1. The pharmacological characteristics of a putative Ca2+ activated K+ channel (IKCa channel) in rat glioma C6 cells were studied in the presence of the Ca2+ ionophore, ionomycin and various K+ channel blockers, 86Rb+ being used as a radioisotopic tracer for K+. 2. The resting 86Rb+ influx into C6 cells was 318 +/- 20 pmol s-1. The threshold for ionomycin activation of 86Rb+ influx was approx. 100 nM. At ionomycin concentrations above the activation threshold, the initial rate of 86Rb+ influx was proportional to ionophore concentration. Ionomycin-activated 86Rb+ flux was saturable (EC50 = 0.62 +/- 0.03 microM) and was not inhibited by ouabain. 3. Intracellular Ca2+ increased within 30 s from a basal level of 42 +/- 2 nM to 233 +/- 17 nM, after addition of 2 microM ionomycin. During this period, intracellular pH fell from 7.03 +/- 0.04 to 6.87 +/- 0.03 and the cell hyperpolarized from -34 +/- 10 mV to -76 +/- 2 mV. 4. Single channel conductance measurements on inside-out patches in physiological K+ solutions identified a 14 +/- 3 pS CA(2+)-activated K+ current between -25 mV and +50 mV. In symmetrical (100 mM) K+, the single channel conductance was 26 pS. 5. Externally applied quinine (IC50 = 0.12 +/- 0.34 mM) and tetraethylammonium chloride (IC50 = 10 +/- 1.9 mM) inhibited 86Rb+ influx into C6 cells in a concentration-dependent manner. Charybdotoxin (IC50 = 0.5 +/- 0.02 nM) and iberiotoxin (IC50 = 800 +/- 150 nM), as well as the crude venoms from the scorpions Leiurus quinquestriatus and Mesobuthus tamulus, also inhibited 86Rb+ influx. In contrast, apamin and toxin I had no inhibitory effects on 86Rb+ flux.

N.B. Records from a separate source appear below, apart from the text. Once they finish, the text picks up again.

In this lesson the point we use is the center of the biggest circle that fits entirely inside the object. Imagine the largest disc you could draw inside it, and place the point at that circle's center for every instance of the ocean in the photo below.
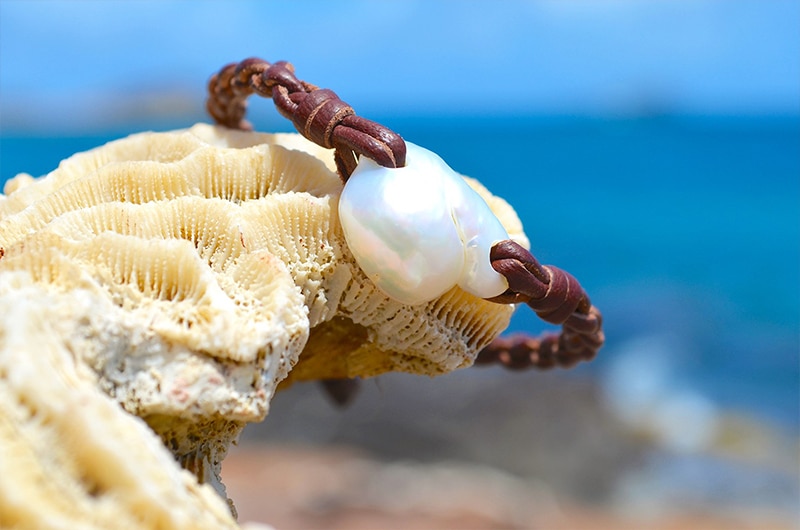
(685, 232)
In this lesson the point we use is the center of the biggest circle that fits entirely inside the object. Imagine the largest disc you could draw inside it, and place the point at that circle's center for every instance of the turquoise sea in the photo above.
(685, 231)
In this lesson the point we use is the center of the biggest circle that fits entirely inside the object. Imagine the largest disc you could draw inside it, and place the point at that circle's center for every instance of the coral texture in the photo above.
(183, 276)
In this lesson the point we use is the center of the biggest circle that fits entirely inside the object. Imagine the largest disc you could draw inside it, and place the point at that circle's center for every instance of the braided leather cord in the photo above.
(556, 297)
(319, 115)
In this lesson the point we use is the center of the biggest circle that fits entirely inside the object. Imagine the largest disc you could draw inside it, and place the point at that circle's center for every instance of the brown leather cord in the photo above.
(556, 297)
(319, 115)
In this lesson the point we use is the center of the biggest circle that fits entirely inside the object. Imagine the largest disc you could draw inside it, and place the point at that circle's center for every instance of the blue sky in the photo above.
(79, 64)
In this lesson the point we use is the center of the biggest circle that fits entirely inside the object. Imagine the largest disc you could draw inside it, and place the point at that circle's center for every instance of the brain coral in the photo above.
(184, 275)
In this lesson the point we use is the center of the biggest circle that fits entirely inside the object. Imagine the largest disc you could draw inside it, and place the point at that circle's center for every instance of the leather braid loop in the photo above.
(322, 117)
(318, 114)
(556, 297)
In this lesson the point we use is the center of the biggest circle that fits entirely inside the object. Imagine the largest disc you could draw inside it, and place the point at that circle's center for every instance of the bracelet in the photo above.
(322, 117)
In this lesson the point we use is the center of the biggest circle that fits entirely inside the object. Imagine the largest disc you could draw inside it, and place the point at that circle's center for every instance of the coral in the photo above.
(183, 276)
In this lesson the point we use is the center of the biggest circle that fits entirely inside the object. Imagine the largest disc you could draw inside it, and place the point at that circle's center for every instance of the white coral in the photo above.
(184, 275)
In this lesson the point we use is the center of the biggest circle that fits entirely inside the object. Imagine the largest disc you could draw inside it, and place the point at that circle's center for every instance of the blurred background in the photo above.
(652, 149)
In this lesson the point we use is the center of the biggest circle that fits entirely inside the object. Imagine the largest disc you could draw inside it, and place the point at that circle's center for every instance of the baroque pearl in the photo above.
(419, 230)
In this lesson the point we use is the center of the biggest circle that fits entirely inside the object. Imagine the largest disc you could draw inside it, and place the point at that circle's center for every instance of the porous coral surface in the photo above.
(180, 277)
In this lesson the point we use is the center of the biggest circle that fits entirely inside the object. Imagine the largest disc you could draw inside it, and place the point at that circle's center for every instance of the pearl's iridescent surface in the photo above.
(419, 230)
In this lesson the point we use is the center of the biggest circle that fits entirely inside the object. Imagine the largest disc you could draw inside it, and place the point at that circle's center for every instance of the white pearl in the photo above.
(419, 230)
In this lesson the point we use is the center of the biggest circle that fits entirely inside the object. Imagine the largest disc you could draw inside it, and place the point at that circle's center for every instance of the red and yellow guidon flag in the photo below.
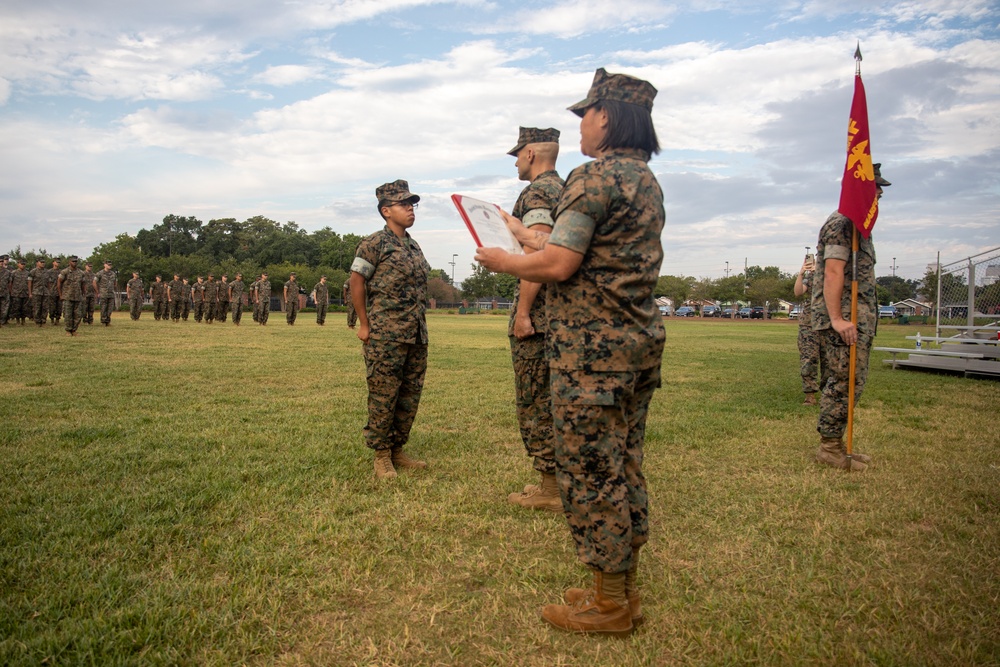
(858, 200)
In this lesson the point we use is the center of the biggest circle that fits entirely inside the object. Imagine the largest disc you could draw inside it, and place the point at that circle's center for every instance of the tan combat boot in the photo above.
(401, 460)
(544, 497)
(832, 452)
(604, 611)
(383, 464)
(574, 595)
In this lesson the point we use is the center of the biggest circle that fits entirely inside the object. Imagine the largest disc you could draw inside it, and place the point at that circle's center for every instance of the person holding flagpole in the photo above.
(845, 320)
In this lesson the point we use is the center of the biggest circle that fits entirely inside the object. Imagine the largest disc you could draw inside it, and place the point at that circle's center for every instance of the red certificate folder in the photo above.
(486, 224)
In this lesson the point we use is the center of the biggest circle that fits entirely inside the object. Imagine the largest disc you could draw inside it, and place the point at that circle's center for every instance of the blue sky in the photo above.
(113, 115)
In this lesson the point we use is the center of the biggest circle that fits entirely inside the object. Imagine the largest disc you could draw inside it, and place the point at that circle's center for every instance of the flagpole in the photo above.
(854, 346)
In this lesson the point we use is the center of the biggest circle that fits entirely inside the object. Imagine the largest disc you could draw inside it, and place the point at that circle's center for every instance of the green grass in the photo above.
(194, 494)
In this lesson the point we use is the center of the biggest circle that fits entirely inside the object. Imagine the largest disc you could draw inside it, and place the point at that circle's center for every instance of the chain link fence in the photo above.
(968, 293)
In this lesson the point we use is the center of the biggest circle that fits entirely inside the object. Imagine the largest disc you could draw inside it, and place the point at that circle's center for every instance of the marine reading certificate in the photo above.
(486, 225)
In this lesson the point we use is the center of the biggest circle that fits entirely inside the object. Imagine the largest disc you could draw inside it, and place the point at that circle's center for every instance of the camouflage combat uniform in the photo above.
(223, 299)
(135, 297)
(396, 274)
(71, 285)
(198, 298)
(264, 299)
(211, 295)
(20, 307)
(605, 349)
(89, 297)
(835, 243)
(158, 295)
(39, 294)
(531, 366)
(236, 289)
(292, 301)
(352, 315)
(321, 294)
(54, 303)
(107, 285)
(808, 340)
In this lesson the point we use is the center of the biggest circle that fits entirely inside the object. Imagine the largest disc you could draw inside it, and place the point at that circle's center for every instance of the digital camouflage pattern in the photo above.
(291, 288)
(835, 380)
(531, 367)
(835, 243)
(808, 340)
(605, 350)
(618, 87)
(134, 289)
(395, 274)
(600, 419)
(321, 295)
(395, 373)
(107, 285)
(604, 317)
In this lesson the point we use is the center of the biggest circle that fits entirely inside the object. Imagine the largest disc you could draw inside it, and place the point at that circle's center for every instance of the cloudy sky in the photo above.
(114, 114)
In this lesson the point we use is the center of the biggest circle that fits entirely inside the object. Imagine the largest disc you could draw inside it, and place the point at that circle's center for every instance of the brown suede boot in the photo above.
(832, 452)
(544, 497)
(574, 595)
(401, 460)
(604, 611)
(383, 464)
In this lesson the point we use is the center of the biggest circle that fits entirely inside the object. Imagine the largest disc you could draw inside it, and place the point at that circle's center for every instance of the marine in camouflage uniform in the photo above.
(389, 288)
(836, 333)
(5, 278)
(808, 339)
(321, 295)
(290, 294)
(211, 292)
(106, 285)
(20, 305)
(38, 292)
(89, 294)
(236, 289)
(352, 314)
(54, 302)
(198, 299)
(223, 298)
(605, 343)
(158, 296)
(536, 152)
(263, 299)
(71, 286)
(174, 300)
(134, 293)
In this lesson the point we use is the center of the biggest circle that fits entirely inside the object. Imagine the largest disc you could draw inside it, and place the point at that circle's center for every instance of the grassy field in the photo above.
(194, 494)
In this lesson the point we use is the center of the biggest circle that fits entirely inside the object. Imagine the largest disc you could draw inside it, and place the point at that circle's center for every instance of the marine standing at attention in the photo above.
(605, 343)
(536, 152)
(389, 290)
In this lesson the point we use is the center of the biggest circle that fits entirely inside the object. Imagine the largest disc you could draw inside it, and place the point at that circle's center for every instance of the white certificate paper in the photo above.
(486, 225)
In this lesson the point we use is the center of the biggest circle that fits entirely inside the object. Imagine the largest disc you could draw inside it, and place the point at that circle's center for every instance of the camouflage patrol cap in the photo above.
(534, 135)
(619, 87)
(878, 175)
(394, 193)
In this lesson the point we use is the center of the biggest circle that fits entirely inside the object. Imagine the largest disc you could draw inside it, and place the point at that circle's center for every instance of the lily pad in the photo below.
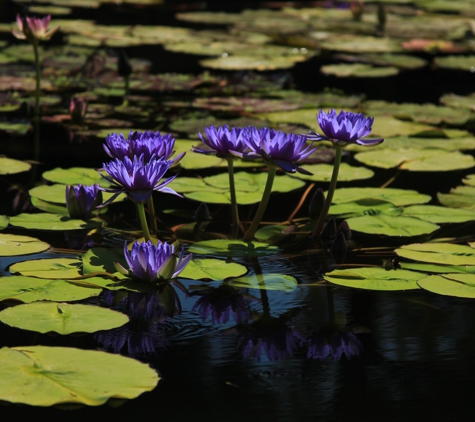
(14, 245)
(46, 376)
(375, 278)
(31, 289)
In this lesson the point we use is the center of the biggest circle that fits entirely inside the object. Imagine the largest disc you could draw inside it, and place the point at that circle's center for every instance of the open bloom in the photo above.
(284, 149)
(138, 143)
(33, 29)
(151, 263)
(82, 201)
(137, 178)
(222, 141)
(344, 128)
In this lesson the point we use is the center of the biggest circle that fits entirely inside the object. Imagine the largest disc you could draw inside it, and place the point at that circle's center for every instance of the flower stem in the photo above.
(143, 221)
(232, 191)
(263, 205)
(331, 190)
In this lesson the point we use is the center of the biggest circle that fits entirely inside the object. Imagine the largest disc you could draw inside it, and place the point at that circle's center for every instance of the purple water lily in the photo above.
(222, 141)
(82, 201)
(344, 128)
(137, 178)
(151, 263)
(138, 143)
(284, 149)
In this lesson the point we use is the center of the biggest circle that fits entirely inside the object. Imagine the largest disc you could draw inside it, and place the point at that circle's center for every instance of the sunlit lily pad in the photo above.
(438, 253)
(375, 278)
(233, 248)
(269, 281)
(212, 269)
(13, 245)
(31, 289)
(458, 285)
(45, 376)
(53, 268)
(11, 166)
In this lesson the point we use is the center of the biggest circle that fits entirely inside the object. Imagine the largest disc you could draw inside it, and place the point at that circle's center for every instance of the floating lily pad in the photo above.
(375, 278)
(45, 376)
(438, 253)
(53, 268)
(270, 281)
(212, 269)
(458, 285)
(233, 248)
(11, 166)
(13, 245)
(31, 289)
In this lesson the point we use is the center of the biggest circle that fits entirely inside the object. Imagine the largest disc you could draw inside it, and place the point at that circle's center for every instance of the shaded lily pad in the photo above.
(31, 289)
(269, 281)
(13, 245)
(438, 253)
(45, 376)
(375, 278)
(62, 318)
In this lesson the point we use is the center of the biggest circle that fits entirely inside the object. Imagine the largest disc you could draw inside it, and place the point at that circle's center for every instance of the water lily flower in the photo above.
(82, 201)
(224, 142)
(33, 29)
(137, 178)
(344, 128)
(151, 263)
(284, 149)
(138, 143)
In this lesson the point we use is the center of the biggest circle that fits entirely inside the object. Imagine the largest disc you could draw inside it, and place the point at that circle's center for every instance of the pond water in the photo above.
(228, 350)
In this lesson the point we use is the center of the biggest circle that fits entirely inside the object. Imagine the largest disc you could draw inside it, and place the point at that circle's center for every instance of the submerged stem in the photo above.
(331, 190)
(263, 205)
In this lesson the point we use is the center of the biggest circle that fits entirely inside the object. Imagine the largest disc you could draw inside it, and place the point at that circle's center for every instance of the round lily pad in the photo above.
(62, 318)
(45, 376)
(14, 245)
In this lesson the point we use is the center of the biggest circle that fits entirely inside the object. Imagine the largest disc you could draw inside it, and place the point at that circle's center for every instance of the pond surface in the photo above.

A screen of fractions from cation exchange h.p.l.c. of Mesob. tamulus venom revealed the presence of at least four charybdotoxin-like peptides. One of these was iberiotoxin; the other three are novel toxins. 6. The ionomycin-activated 86Rb+ influx into rat C6 glioma cells has proved to be a valuable pharmacological assay for the screening of toxins and crude venoms which modify intermediate conductance, Ca2+ activated K+ channel activity.